Die Atmosphäre im Stadion an der Alten Försterei ist dem Verein und seinen Anhängern heilig. Die Vorstellung, ohne Fans zu spielen, kann in den besten Zeiten ein Albtraum sein, aber umso mehr, wenn der Verein in der Bundesliga auf einem historischen Höchststand steht und sogar in der UEFA Conference League antritt.

Geisterspiele drohen

Doch „Ghost Games“ lassen den Verband nicht nur der berühmten Fankultur berauben, sondern erreichen auch den Reingewinn des Vereins.

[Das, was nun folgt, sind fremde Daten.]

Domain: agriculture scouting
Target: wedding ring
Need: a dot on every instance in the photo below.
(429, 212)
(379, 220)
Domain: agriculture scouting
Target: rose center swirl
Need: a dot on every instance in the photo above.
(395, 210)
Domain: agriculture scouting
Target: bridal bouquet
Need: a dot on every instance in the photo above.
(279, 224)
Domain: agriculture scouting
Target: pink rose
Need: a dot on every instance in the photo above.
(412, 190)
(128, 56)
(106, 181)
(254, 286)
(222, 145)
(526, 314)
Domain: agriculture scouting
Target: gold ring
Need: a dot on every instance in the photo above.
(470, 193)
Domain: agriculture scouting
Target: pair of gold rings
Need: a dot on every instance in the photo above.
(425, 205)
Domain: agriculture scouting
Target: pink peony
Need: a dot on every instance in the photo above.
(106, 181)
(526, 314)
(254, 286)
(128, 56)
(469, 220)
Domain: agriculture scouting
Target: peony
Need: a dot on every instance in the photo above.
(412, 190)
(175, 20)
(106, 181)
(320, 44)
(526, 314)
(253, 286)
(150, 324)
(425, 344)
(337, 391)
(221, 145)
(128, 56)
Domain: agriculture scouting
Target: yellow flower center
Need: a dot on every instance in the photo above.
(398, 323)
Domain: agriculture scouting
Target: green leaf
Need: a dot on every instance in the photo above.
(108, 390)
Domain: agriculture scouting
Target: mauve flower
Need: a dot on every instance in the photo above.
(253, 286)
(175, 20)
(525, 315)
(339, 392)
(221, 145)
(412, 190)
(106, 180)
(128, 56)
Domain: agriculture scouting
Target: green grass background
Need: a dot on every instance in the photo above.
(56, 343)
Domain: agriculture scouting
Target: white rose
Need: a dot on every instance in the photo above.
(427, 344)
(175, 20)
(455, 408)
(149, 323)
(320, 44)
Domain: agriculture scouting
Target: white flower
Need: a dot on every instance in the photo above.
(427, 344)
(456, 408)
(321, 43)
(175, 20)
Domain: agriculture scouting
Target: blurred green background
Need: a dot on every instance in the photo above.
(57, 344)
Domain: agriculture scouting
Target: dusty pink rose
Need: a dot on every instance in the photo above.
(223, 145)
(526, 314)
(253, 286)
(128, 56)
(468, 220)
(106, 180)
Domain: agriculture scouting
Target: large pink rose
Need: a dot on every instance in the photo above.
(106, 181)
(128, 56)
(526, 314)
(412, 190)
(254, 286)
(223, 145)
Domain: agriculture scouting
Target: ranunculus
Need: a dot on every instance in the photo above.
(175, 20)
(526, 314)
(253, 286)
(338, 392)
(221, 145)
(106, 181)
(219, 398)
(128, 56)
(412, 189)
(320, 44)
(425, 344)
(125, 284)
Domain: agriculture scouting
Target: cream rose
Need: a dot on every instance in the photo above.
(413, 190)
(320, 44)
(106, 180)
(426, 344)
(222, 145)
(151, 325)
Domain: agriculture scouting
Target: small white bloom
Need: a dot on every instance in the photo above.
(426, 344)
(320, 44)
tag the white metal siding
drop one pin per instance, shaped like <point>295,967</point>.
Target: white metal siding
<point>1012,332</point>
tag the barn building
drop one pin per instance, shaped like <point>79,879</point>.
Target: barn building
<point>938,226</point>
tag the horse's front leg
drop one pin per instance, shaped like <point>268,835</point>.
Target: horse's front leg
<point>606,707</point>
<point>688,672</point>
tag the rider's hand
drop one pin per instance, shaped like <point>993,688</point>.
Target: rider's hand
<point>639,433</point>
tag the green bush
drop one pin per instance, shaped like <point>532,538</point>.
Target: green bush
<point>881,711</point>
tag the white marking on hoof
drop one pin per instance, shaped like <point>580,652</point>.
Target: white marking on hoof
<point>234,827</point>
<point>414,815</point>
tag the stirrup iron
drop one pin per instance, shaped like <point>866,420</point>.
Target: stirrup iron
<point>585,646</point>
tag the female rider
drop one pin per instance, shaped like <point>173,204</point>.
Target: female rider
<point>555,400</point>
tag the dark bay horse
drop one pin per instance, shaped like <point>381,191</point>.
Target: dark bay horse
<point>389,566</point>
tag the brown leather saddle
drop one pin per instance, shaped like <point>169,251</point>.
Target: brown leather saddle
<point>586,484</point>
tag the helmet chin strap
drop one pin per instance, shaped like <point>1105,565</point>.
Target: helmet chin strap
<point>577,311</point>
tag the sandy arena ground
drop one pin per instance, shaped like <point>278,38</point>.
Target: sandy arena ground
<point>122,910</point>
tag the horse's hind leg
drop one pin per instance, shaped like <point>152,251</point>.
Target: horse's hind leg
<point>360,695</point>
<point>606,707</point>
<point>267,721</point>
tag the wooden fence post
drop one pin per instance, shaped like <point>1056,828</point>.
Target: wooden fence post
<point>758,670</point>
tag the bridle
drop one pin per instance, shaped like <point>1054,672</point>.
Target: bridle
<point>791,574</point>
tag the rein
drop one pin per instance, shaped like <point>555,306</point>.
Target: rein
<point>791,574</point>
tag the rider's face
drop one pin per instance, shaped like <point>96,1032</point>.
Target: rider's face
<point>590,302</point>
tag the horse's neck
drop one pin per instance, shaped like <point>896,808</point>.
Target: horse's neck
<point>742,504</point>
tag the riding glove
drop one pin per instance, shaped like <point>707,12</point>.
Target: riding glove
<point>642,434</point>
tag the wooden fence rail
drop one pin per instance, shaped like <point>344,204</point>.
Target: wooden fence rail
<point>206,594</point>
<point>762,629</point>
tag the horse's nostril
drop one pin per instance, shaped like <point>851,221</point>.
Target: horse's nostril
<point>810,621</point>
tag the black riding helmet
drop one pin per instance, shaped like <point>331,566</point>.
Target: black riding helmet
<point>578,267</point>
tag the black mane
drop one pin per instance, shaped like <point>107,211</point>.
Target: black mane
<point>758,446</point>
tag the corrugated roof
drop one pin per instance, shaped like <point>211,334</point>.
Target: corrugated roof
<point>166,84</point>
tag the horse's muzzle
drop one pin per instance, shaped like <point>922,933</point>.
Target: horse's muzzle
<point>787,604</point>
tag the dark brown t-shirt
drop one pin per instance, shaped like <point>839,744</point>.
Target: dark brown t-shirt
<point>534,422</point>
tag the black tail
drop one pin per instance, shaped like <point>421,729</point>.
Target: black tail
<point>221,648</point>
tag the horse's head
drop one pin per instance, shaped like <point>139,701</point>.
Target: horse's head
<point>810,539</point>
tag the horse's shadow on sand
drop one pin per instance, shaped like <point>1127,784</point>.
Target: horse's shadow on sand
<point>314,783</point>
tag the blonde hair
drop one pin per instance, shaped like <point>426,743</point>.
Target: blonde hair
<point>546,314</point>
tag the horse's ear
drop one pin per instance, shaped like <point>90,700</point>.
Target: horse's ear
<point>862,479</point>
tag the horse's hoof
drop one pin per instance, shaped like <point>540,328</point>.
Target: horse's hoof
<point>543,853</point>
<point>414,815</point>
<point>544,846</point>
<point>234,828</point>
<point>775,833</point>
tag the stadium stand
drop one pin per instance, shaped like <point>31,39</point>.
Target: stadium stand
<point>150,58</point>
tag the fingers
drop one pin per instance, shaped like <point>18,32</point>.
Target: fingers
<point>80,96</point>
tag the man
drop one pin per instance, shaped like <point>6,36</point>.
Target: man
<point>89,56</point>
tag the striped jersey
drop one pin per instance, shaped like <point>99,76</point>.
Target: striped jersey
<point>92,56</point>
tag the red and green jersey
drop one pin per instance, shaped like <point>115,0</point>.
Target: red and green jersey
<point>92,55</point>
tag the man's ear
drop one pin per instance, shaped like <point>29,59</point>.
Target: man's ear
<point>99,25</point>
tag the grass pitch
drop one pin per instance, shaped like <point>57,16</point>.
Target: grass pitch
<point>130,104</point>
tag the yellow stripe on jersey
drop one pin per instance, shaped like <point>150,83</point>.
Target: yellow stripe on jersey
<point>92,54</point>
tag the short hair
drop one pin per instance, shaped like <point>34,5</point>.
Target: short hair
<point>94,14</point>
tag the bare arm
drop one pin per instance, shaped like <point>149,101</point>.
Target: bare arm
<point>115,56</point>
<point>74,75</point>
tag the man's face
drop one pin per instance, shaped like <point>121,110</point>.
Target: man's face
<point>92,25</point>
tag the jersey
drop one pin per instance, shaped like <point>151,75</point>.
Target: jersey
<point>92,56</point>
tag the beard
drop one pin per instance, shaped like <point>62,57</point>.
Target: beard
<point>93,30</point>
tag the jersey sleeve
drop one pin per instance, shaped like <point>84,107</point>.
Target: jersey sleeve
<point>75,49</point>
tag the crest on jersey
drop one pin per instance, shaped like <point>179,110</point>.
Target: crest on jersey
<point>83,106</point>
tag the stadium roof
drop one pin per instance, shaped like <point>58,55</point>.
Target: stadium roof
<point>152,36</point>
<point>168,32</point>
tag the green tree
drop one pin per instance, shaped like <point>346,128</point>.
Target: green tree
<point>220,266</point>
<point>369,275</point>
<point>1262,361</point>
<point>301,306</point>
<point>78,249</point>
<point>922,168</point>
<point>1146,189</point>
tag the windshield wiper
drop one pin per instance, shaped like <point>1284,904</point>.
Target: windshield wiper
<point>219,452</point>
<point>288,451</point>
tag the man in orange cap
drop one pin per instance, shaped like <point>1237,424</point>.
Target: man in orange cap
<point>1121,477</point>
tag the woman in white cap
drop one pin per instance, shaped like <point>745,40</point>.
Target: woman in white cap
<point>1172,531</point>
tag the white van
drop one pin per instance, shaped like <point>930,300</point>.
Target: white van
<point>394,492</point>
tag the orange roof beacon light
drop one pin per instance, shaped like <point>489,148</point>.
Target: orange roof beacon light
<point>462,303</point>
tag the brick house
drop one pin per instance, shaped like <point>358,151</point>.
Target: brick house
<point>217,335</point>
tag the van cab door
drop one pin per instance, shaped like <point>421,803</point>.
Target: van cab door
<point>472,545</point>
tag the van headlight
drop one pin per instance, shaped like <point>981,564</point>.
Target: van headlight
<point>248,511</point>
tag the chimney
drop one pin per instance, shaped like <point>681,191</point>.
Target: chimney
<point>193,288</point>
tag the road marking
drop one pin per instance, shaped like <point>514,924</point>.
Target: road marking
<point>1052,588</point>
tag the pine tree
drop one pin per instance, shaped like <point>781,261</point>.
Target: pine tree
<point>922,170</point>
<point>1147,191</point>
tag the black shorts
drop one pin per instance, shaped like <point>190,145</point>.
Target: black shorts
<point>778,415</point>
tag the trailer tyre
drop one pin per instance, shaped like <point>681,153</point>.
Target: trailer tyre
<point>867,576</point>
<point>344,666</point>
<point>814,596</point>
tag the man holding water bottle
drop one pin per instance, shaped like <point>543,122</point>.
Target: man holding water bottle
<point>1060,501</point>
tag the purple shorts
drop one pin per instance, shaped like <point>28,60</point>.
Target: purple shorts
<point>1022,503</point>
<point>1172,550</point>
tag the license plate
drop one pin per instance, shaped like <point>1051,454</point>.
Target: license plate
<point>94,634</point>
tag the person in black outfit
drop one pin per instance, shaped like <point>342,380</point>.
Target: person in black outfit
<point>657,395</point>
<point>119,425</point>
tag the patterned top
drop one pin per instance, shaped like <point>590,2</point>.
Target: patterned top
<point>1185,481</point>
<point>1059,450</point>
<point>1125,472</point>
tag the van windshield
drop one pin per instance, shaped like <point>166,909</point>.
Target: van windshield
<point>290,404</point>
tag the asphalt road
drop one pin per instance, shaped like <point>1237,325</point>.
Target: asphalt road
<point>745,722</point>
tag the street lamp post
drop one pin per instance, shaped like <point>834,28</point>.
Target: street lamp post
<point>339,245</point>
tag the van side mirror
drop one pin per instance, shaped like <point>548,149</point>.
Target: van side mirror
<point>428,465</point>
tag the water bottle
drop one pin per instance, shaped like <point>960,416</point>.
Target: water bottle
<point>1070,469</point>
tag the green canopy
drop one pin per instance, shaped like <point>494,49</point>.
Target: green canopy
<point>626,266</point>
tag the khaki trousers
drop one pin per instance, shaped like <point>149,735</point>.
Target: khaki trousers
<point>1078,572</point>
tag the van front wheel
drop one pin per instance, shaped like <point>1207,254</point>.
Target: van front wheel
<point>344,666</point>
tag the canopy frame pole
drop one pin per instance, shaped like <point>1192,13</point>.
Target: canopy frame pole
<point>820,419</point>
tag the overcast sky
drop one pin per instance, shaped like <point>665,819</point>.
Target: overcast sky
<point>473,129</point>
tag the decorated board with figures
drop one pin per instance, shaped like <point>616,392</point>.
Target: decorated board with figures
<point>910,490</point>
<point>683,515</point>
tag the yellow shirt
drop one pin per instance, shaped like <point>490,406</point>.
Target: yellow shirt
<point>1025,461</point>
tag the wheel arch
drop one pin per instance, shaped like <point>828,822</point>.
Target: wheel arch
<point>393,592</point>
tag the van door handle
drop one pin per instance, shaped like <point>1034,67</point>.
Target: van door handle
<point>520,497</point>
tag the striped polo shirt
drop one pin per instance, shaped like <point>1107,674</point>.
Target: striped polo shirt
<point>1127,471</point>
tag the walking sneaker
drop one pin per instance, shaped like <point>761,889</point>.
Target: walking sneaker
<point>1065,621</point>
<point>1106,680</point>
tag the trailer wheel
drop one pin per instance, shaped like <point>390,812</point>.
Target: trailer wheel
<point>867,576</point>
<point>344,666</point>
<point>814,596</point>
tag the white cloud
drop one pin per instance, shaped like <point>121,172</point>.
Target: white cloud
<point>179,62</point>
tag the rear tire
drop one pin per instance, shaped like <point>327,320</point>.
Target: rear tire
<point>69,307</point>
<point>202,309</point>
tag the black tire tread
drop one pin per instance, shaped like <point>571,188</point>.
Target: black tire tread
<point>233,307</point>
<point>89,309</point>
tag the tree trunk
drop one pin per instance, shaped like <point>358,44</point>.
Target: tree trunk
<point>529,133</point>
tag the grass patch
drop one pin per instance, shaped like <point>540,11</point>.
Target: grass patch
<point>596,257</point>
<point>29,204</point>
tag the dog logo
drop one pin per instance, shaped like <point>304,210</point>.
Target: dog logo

Da das Stadion zudem meist aus Tribünen mit nur wenigen Sitzplätzen besteht, sind geringere Kapazitäten mit klar definierten Social Distancing-Maßnahmen nur schwer umsetzbar.

Aber wie lange werden Al-Ittihad und andere deutsche Klubs unter solchen Bedingungen weitermachen? Viele Experten beschreiben die aktuelle Epidemie-Situation als schlimmer als in früheren Wellen, obwohl Deutschland fast 70 % seiner Bevölkerung geimpft hat. Lothar Wheeler, Chef des Robert-Koch-Instituts für Seuchenbekämpfung, hat bereits die Absage öffentlicher Großveranstaltungen gefordert.

Im benachbarten Österreich und den Niederlanden hat der Profifußball hinter verschlossenen Türen bereits wieder begonnen. Auch im ostdeutschen Bundesland Sachsen wird Bundesligist RB Leipzig seine nächsten Heimspiele in einem leeren Stadion austragen.

„Wir halten uns an alle Empfehlungen und das machen wir sehr gut“, sagte der hauptamtliche Etihad-Trainer Urs Fischer, als seine Siegerspieler eine Ehrenrunde präsentierten. „Aber am Ende müssen wir akzeptieren, was die Politiker entscheiden.“

Nichts davon hätte die Union-Anhänger interessiert. „Stadthelden! Nummer eins in Berlin!“ Sie jubelten und sprangen gleichzeitig auf und ab. Kaum einer trägt eine Maske. Alles fühlte sich unheimlich normal an.